This year, though, McIlroy had little choice but to play the Phoenix Open. Last fall, the PGA Tour selected the tournament as one of its designated events. The top players can only skip one — and all except last month’s Sentry Tournament of Champions now boast purses of at least $20 million and McIlroy chose to skip the Sentry.
So here he is, ushering in a new era of the Phoenix Open. Technically, the tournament may not keep its elevated status after this year but given its unique appeal, that seems unlikely.
To see the impact on the fan experience, all you had to do Thursday was follow McIlroy for a few holes.
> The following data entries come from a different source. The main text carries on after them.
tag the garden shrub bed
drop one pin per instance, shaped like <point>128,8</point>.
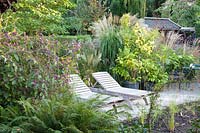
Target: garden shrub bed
<point>186,120</point>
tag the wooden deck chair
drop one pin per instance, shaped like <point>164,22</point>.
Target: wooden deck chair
<point>84,92</point>
<point>111,87</point>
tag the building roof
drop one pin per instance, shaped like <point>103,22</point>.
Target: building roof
<point>161,23</point>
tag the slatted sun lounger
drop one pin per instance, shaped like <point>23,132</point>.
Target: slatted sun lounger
<point>111,87</point>
<point>84,92</point>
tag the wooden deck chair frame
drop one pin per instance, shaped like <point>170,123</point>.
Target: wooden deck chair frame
<point>110,86</point>
<point>84,92</point>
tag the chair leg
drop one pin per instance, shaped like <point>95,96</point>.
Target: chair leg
<point>145,100</point>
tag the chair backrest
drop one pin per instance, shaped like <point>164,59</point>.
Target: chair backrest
<point>77,84</point>
<point>105,80</point>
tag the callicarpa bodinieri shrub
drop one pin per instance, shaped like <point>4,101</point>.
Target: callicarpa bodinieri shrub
<point>33,66</point>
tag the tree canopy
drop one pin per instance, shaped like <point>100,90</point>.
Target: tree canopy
<point>33,16</point>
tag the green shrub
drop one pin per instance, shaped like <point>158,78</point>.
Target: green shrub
<point>32,66</point>
<point>138,61</point>
<point>32,16</point>
<point>110,42</point>
<point>57,114</point>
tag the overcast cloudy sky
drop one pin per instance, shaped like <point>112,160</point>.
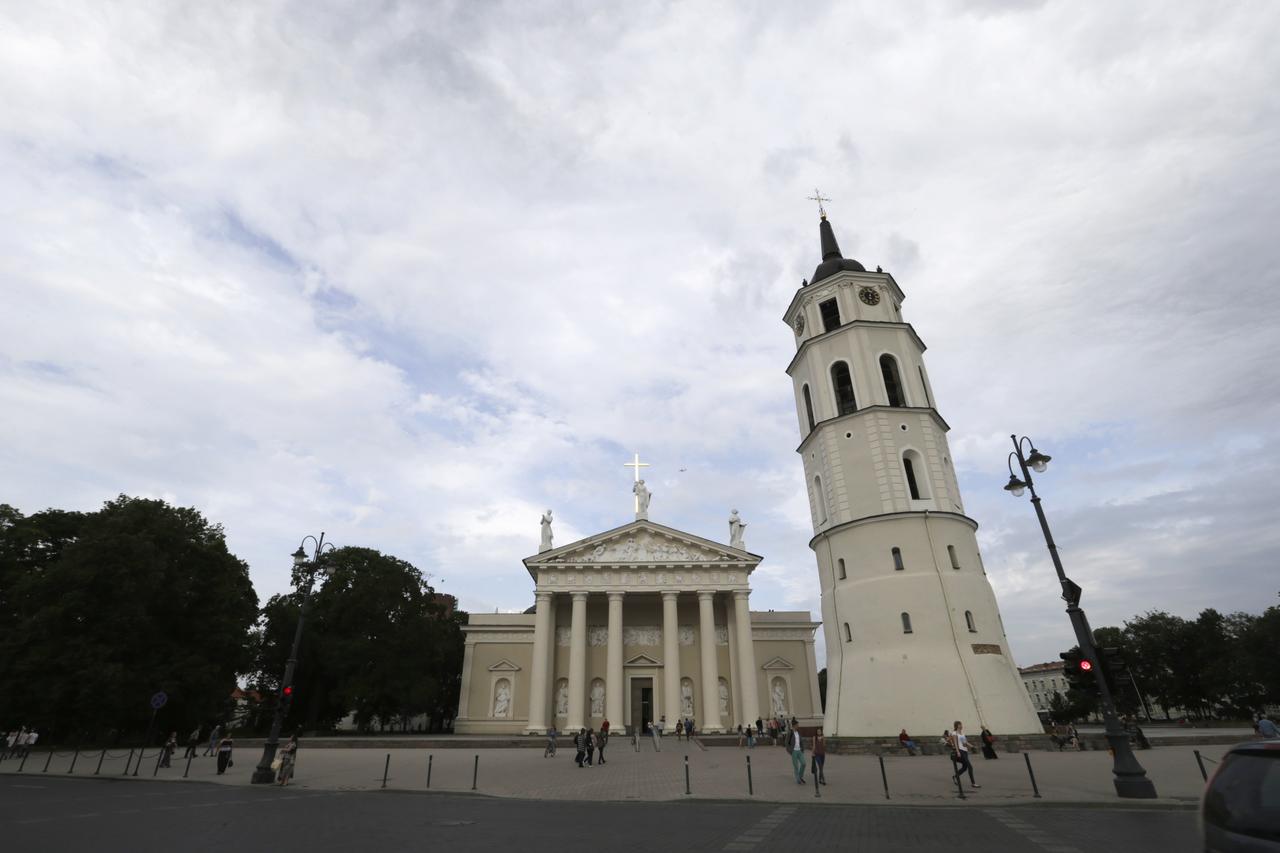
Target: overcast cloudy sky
<point>411,273</point>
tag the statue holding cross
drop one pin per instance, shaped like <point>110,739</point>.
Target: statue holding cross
<point>639,489</point>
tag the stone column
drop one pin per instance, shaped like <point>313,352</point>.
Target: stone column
<point>539,676</point>
<point>613,682</point>
<point>671,658</point>
<point>748,678</point>
<point>708,717</point>
<point>577,664</point>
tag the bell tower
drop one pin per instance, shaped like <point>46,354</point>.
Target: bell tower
<point>914,637</point>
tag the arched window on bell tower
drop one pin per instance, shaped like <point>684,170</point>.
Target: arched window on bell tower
<point>917,475</point>
<point>842,383</point>
<point>892,381</point>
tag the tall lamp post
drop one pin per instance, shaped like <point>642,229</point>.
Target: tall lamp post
<point>263,774</point>
<point>1130,779</point>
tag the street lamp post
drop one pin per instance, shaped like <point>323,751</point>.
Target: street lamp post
<point>263,774</point>
<point>1130,779</point>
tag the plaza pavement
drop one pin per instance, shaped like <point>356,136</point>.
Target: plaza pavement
<point>714,774</point>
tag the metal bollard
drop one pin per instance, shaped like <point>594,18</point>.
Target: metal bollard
<point>1032,774</point>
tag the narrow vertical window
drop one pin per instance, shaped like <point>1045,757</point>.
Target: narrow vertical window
<point>830,315</point>
<point>892,381</point>
<point>917,475</point>
<point>842,383</point>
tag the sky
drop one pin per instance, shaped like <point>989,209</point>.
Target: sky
<point>412,273</point>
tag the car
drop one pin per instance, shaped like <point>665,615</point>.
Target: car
<point>1240,806</point>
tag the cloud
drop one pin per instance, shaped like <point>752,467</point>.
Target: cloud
<point>411,277</point>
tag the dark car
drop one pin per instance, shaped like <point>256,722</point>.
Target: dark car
<point>1240,808</point>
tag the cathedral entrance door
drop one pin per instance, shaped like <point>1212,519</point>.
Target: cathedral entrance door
<point>641,705</point>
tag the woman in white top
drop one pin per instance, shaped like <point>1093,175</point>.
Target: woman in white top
<point>960,753</point>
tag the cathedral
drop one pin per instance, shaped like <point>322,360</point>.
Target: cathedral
<point>647,623</point>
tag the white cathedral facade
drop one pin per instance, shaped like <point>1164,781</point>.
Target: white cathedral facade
<point>913,633</point>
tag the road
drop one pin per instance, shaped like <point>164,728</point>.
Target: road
<point>50,813</point>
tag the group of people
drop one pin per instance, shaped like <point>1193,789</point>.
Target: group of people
<point>588,743</point>
<point>19,742</point>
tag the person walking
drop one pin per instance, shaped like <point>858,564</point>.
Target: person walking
<point>170,747</point>
<point>988,744</point>
<point>960,755</point>
<point>798,756</point>
<point>192,743</point>
<point>287,758</point>
<point>214,738</point>
<point>819,758</point>
<point>224,755</point>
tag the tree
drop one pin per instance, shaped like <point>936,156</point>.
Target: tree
<point>105,609</point>
<point>378,642</point>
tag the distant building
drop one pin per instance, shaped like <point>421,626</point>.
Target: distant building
<point>1043,682</point>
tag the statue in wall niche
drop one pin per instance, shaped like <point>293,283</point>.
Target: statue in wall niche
<point>735,530</point>
<point>780,698</point>
<point>643,497</point>
<point>547,532</point>
<point>502,698</point>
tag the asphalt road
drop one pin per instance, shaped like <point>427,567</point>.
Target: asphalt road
<point>67,815</point>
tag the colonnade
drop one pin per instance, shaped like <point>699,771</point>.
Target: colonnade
<point>615,694</point>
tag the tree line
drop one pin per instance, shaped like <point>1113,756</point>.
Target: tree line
<point>103,610</point>
<point>1214,666</point>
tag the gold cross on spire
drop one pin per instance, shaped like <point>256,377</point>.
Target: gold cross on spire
<point>817,196</point>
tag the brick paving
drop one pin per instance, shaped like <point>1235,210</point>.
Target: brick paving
<point>713,774</point>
Sure, there were the chants. “I love you Rory” was a common refrain. But the proof lay in the marauding flow of the masses.
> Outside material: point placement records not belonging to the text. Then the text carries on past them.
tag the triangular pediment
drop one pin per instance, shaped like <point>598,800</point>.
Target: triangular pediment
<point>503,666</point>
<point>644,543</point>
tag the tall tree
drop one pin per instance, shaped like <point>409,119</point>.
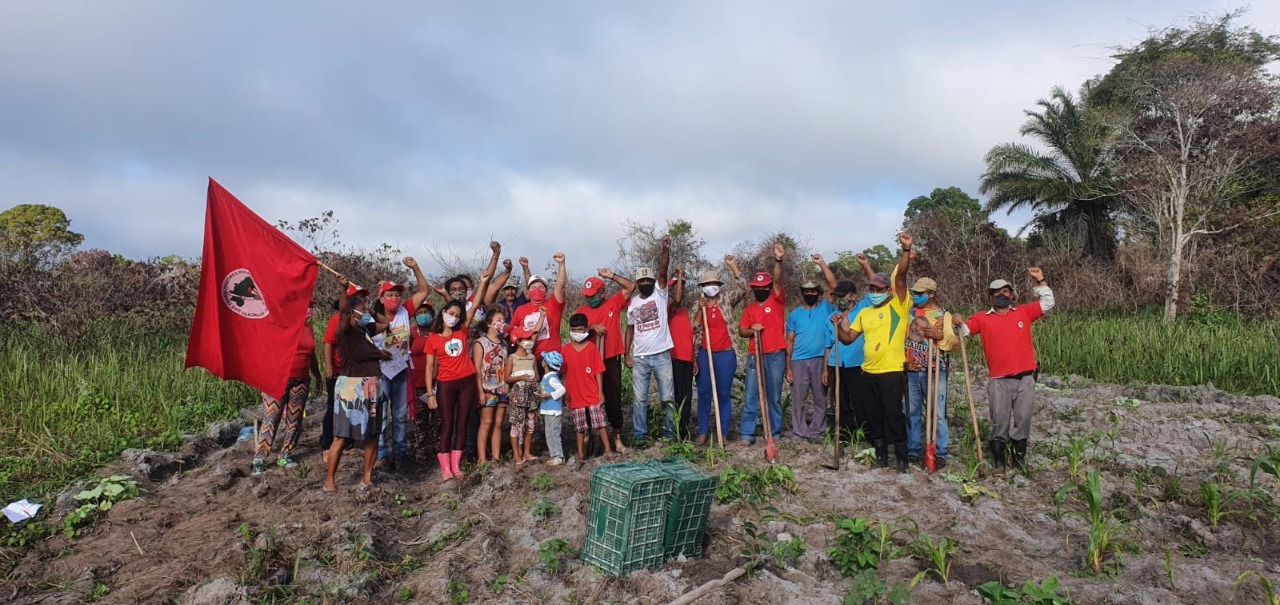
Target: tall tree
<point>1066,183</point>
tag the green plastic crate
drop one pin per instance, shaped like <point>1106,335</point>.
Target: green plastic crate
<point>693,494</point>
<point>627,517</point>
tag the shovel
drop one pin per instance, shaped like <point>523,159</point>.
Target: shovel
<point>931,448</point>
<point>973,411</point>
<point>835,464</point>
<point>771,449</point>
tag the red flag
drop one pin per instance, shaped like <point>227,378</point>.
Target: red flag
<point>255,287</point>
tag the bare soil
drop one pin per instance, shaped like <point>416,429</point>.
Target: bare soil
<point>205,531</point>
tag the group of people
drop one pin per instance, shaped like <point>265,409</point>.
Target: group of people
<point>490,363</point>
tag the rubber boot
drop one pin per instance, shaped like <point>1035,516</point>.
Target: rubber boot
<point>446,467</point>
<point>455,459</point>
<point>997,455</point>
<point>1020,454</point>
<point>900,453</point>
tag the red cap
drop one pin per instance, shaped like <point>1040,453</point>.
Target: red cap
<point>592,287</point>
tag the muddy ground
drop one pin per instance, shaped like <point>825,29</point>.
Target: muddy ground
<point>205,531</point>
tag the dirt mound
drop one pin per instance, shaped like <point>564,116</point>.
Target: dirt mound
<point>206,532</point>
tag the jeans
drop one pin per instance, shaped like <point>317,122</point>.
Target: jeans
<point>722,380</point>
<point>775,370</point>
<point>551,430</point>
<point>917,390</point>
<point>394,424</point>
<point>658,366</point>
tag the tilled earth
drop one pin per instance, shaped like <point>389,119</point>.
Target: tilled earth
<point>205,531</point>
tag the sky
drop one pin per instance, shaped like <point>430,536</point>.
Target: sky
<point>545,125</point>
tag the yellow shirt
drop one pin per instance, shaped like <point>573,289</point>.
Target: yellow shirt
<point>883,331</point>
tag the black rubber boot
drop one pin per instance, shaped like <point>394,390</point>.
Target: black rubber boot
<point>881,454</point>
<point>900,453</point>
<point>997,455</point>
<point>1019,454</point>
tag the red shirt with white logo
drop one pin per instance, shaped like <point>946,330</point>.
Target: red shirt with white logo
<point>609,314</point>
<point>717,329</point>
<point>579,375</point>
<point>1006,339</point>
<point>681,334</point>
<point>451,356</point>
<point>772,315</point>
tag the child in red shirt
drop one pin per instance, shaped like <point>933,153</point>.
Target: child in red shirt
<point>583,371</point>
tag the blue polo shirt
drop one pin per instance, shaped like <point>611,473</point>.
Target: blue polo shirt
<point>812,328</point>
<point>850,354</point>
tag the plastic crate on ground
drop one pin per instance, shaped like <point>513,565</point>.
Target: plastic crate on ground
<point>627,517</point>
<point>693,494</point>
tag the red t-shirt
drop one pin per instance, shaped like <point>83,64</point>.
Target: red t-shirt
<point>452,356</point>
<point>579,375</point>
<point>718,329</point>
<point>301,366</point>
<point>681,334</point>
<point>526,317</point>
<point>609,312</point>
<point>772,315</point>
<point>1006,339</point>
<point>330,338</point>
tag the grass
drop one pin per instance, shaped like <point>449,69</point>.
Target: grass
<point>69,411</point>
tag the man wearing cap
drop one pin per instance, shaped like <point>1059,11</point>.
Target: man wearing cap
<point>1006,343</point>
<point>883,326</point>
<point>931,328</point>
<point>717,370</point>
<point>764,322</point>
<point>649,344</point>
<point>604,322</point>
<point>396,362</point>
<point>525,319</point>
<point>808,348</point>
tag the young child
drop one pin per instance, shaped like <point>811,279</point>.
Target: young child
<point>552,407</point>
<point>583,370</point>
<point>522,398</point>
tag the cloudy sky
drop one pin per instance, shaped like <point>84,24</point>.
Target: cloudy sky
<point>542,124</point>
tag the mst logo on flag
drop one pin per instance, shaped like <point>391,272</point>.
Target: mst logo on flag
<point>255,288</point>
<point>241,296</point>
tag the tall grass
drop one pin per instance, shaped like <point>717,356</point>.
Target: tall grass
<point>72,408</point>
<point>1235,354</point>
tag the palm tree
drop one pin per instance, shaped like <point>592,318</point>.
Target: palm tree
<point>1066,184</point>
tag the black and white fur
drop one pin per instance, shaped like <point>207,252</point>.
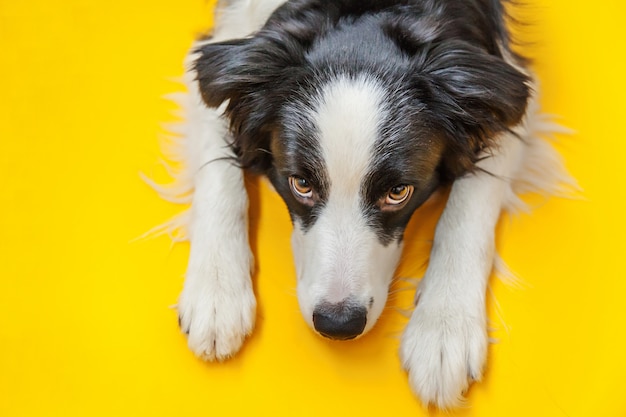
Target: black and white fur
<point>357,111</point>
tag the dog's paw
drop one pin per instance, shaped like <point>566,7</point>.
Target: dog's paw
<point>443,353</point>
<point>216,312</point>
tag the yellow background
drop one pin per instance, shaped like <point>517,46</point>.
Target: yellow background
<point>85,323</point>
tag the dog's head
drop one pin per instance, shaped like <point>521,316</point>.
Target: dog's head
<point>356,119</point>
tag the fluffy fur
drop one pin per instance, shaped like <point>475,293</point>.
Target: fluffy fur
<point>357,111</point>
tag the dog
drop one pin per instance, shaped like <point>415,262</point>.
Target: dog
<point>357,111</point>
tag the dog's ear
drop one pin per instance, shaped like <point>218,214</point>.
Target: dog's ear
<point>473,95</point>
<point>252,75</point>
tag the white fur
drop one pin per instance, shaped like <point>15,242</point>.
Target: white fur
<point>444,344</point>
<point>340,257</point>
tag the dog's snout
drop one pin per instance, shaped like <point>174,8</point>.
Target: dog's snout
<point>339,321</point>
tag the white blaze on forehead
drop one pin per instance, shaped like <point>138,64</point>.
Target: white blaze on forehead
<point>347,116</point>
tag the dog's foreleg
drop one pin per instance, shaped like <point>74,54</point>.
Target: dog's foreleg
<point>444,345</point>
<point>217,307</point>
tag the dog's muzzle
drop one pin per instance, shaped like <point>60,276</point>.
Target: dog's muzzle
<point>342,321</point>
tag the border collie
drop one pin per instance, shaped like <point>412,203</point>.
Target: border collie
<point>358,111</point>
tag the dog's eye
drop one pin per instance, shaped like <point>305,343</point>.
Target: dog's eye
<point>301,187</point>
<point>398,195</point>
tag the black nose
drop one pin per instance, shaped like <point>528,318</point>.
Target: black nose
<point>339,321</point>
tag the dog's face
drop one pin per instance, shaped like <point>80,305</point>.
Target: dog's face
<point>350,190</point>
<point>356,125</point>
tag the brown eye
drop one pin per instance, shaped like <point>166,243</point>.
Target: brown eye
<point>300,187</point>
<point>398,195</point>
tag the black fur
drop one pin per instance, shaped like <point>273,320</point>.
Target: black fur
<point>449,89</point>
The fourth green might be TPC Scottsdale’s most remote region. From the top of a hill to its left, the 16th grandstand is visible above the horizon, but only barely. Four holes and a lake stand between No. 4 and the course’s star attractions. But when McIlroy came by, the hill filled up, standing shoulder to shoulder for a glimpse at their hero. And when he left, those fans scurried along, snatching up real estate on the fifth fairway. And so it went for four hours Thursday.
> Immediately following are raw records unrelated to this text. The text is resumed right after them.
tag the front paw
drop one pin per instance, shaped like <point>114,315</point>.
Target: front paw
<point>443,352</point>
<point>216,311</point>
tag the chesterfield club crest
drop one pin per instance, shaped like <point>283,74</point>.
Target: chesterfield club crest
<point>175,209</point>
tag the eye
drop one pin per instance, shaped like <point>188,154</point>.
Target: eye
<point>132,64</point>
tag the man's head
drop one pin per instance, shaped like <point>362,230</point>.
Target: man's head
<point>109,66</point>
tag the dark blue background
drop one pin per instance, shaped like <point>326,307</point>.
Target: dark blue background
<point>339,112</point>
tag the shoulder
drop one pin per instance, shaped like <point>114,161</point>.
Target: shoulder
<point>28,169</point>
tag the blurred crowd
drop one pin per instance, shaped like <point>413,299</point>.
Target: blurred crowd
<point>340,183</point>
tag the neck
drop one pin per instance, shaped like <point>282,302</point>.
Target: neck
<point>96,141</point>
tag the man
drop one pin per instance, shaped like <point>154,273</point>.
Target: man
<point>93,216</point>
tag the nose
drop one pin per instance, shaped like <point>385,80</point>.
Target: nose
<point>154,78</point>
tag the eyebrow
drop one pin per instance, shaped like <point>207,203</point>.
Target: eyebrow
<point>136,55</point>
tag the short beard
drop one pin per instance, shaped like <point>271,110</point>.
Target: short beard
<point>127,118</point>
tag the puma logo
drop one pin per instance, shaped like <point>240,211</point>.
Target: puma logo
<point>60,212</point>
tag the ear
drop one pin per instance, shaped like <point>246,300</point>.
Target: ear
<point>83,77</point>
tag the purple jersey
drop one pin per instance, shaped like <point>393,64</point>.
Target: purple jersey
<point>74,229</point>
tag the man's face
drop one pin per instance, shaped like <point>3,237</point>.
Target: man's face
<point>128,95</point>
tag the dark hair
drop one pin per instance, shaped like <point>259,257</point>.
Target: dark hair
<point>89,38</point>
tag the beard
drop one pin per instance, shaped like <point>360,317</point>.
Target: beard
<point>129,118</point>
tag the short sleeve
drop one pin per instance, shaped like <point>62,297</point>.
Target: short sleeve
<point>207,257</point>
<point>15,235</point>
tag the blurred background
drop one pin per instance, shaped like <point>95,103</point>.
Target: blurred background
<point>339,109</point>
“I think from a fan experience, it’s really good that the top players are showing up,” Xander Schauffele, who finished at 4 under, said. “I’m a fan of golf. Obviously I don’t watch it as much as some people do, but I’d like to see the top players hash it out every week.”
For the players, too, the elevated status brings benefits. Of course, the main one, as McIlroy laughed later, is that “I get a chance to win $3.6 million.” But having to play at an uncomfortable course now — two months before the Masters gets major season underway — has value, too.
“It’s a challenge, and again, I’m trying to embrace that challenge,” McIlroy said. “Yeah, look, not an event I historically play, but I feel like I’m a good enough player to figure it out and contend and win on any golf course.”
A group later, Schauffele offered the opposite experience to McIlroy’s. He plays the Phoenix Open every year and succeeds here, too. In five Phoenix Opens, he has five top-20s and two top-threes. A veteran of the desert landscape.
That perspective was enough to recognize a difference in the set-up this go-around. Thursday’s wind was out of organizers’ control. The “tricky” pin locations — as Schauffele described them — were not.
“I don’t mind,” Schauffele said. “You just don’t expect it coming here.”